The event, held at Westminster University in London, aimed to increase UK mainstream NGO support for the Charter, which was launched in May 2016, at the World Humanitarian Summit. Ban Ki-moon, then the United Nations’ Secretary-General,described it as “a ground-breaking Charter that places people with disabilities at the heart of humanitarian decision-making”.
It acknowledges the fact that people with disabilities are often excluded from humanitarian action. The Charter also sets out the key changes to ensure non-discrimination in humanitarian responses with better coordination and implementation of humanitarian activities as well as greater participation of people with disabilities in decisions that affect them.
“As a network of national and international civil society organisations, we are delighted to endorse the Charter.

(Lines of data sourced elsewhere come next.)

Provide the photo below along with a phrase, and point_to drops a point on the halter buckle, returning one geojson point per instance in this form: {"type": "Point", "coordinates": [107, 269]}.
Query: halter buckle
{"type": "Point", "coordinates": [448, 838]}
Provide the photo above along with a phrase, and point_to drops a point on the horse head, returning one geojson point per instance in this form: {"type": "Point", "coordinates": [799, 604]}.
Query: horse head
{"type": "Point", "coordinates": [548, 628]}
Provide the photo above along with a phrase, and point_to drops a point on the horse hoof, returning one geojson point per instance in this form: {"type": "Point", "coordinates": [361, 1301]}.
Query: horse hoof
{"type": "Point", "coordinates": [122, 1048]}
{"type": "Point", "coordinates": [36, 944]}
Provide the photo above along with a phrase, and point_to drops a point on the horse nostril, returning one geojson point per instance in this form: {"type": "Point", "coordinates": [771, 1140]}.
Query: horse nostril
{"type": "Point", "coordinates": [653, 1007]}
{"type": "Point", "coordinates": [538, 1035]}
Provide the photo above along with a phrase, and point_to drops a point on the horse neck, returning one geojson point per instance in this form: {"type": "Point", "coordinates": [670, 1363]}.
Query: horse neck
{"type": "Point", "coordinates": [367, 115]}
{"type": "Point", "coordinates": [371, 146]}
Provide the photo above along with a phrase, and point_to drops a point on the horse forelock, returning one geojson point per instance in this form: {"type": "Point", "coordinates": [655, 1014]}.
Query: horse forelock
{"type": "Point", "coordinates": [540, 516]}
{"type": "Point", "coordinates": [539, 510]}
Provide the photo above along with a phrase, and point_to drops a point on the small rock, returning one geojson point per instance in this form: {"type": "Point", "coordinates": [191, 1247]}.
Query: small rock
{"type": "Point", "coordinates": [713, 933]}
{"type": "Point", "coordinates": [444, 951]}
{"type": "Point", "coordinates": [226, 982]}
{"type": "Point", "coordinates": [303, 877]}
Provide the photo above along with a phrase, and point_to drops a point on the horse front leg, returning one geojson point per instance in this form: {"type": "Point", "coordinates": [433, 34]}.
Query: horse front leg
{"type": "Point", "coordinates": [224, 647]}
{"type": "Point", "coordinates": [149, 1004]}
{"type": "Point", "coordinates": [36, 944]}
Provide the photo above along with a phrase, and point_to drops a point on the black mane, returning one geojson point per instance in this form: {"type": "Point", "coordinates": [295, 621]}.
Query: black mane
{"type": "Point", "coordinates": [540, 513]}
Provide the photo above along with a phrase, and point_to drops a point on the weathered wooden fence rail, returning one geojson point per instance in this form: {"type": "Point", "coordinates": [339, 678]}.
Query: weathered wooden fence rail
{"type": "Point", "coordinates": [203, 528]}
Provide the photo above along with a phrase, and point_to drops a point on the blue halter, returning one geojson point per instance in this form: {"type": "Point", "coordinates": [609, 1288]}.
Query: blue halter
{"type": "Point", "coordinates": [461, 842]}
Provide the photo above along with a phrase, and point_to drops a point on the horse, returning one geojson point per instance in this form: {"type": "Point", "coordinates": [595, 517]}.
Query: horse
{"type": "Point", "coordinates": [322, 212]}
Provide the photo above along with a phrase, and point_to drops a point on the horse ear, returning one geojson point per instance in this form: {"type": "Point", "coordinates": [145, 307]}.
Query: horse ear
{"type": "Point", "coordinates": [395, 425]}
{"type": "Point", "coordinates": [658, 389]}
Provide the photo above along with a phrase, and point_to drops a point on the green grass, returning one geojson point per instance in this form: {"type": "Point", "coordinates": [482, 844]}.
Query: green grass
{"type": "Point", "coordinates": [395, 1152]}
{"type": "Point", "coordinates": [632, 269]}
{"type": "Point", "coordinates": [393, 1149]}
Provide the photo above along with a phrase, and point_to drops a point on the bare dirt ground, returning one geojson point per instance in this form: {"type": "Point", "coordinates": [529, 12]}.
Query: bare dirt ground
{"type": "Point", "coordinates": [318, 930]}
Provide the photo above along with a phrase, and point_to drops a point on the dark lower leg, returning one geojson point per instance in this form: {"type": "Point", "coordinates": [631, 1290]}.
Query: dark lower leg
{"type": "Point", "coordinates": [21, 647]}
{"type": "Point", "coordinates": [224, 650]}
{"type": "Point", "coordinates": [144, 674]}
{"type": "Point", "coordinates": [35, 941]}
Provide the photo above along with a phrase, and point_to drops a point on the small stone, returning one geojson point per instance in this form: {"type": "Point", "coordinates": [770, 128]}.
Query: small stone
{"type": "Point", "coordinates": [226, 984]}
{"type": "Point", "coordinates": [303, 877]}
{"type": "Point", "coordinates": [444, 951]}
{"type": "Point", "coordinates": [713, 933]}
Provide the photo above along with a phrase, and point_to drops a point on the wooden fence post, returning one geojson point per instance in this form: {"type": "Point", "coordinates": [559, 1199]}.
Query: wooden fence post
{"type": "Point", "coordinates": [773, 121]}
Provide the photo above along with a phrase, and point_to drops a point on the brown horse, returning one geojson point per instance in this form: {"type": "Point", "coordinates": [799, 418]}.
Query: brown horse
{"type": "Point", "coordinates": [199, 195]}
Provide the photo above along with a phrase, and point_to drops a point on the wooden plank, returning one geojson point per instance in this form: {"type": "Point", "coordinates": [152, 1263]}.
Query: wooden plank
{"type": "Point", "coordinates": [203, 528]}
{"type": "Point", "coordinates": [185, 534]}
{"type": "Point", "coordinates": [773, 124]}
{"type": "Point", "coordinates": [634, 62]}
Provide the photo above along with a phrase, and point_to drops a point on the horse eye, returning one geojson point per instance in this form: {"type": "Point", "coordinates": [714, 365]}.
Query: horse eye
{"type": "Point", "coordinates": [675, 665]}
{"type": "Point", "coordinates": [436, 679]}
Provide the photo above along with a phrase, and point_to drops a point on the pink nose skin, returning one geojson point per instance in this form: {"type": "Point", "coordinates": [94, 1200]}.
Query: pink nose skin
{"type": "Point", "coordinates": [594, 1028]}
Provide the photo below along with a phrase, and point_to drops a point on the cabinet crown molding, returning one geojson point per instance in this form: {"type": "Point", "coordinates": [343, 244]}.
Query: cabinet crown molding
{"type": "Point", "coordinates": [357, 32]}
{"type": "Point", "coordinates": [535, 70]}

Its principles enhance our determination to deliver collective humanitarian action in the spirit of our World Humanitarian Summit commitments.”
Start Network was among five organisations - the others being Save the Children, Leonard Cheshire, the Start Network, HelpAge International and World Jewish Relief - that endorsed the Charter during the event. Two more UK based actors announced that they would also endorse the Charter very soon.
The Director of DFID’s Conflict, Humanitarian and Security Department (CHASE), Beverley Warmington, chaired the event and was supported by speakers from the European Disability Forum, Yannis Yallouros and Kirstin Lange, Senior Disability Advisor at the UNHCR.
Beverley Warmington reiterated the UK Government’s commitment to push the rights of disabled people and make sure no one is left behind in areas of armed conflict or disasters. She urged more UK organisations to endorse the Charter and deliver real change for disabled people caught in conflict and disaster situations.
Aleema Shivji, Executive Director of Handicap International UK., said:
“1 in 7 people affected by a crisis are disabled. Sadly we know from experience that, even if they represent a large number of vulnerable people, people with disabilities and injuries struggle to access thesupport they need and can easily find themselves excluded and forgotten in a crisis. The Charter brings an end to a great injustice; the next step is to ensure the commitments made are turned into concrete action. Handicap International will continue to work tirelessly to ensure this Charter is put into practice and that no one is left behind in humanitarian crises.”